Cloud Security
Container Security
Also known as: Docker security, OCI container security
Definition
The practice of securing container images, registries, orchestrators, and the runtime in which containers execute.
Examples
- Trivy or Grype scanning images in CI; Kyverno or OPA Gatekeeper rejecting privileged pods.
- Falco detecting a shell spawned inside a production container.
Related terms
Kubernetes Security
The protection of a Kubernetes cluster — its API server, control plane, nodes, workloads, and network — from misconfiguration, compromise, and lateral movement.

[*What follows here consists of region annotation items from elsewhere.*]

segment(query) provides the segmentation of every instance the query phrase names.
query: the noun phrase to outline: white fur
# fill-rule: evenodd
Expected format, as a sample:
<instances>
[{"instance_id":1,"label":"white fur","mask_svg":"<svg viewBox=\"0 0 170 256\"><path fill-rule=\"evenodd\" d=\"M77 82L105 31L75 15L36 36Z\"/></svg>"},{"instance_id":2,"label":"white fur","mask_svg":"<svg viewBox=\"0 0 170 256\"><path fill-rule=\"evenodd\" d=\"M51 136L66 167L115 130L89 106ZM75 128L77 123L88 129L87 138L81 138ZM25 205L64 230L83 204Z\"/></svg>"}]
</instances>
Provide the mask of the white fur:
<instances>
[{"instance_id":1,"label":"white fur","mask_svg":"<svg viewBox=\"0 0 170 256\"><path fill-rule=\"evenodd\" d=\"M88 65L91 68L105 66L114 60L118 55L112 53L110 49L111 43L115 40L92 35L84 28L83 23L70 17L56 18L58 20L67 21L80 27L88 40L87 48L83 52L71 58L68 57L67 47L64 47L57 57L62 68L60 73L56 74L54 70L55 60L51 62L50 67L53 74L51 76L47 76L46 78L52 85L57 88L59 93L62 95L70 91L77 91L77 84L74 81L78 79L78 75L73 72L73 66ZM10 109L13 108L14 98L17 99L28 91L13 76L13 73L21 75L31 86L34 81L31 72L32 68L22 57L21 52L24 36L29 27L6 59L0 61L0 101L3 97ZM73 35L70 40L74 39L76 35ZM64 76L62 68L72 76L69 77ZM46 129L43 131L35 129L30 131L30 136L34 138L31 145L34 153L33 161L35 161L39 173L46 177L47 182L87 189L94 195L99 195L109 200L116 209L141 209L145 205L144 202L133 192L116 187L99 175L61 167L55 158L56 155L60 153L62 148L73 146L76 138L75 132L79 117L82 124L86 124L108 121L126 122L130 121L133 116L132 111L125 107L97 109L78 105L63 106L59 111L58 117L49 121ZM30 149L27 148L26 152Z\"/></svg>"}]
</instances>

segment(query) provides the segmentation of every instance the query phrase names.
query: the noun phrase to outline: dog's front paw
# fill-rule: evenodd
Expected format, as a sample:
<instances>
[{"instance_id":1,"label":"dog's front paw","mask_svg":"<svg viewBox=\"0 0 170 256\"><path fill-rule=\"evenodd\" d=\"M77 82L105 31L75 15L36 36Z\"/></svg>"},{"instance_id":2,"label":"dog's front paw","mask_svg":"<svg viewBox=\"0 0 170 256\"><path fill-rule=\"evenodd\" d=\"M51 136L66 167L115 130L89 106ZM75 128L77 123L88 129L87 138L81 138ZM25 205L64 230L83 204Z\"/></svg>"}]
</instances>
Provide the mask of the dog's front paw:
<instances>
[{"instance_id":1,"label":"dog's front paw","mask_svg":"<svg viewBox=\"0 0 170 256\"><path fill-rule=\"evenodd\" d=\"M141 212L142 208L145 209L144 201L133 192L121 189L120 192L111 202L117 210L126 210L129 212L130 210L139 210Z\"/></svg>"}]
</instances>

CWPP (Cloud Workload Protection Platform)
A platform that protects cloud workloads — virtual machines, containers, and serverless functions — across their entire lifecycle, from build to runtime.
CNAPP (Cloud-Native Application Protection)
An integrated security platform that combines CSPM, CWPP, CIEM, IaC scanning, and runtime detection to protect cloud-native applications from build to runtime.
Cloud Security
The set of policies, controls, and technologies that protect data, applications, and infrastructure hosted in public, private, or hybrid cloud environments.
Vulnerability Scanning
Automated process that probes systems, applications, or containers against known vulnerability signatures to produce a list of potential weaknesses.
System Hardening
Reducing the attack surface of a system by removing unnecessary features, tightening configurations, and enforcing secure defaults.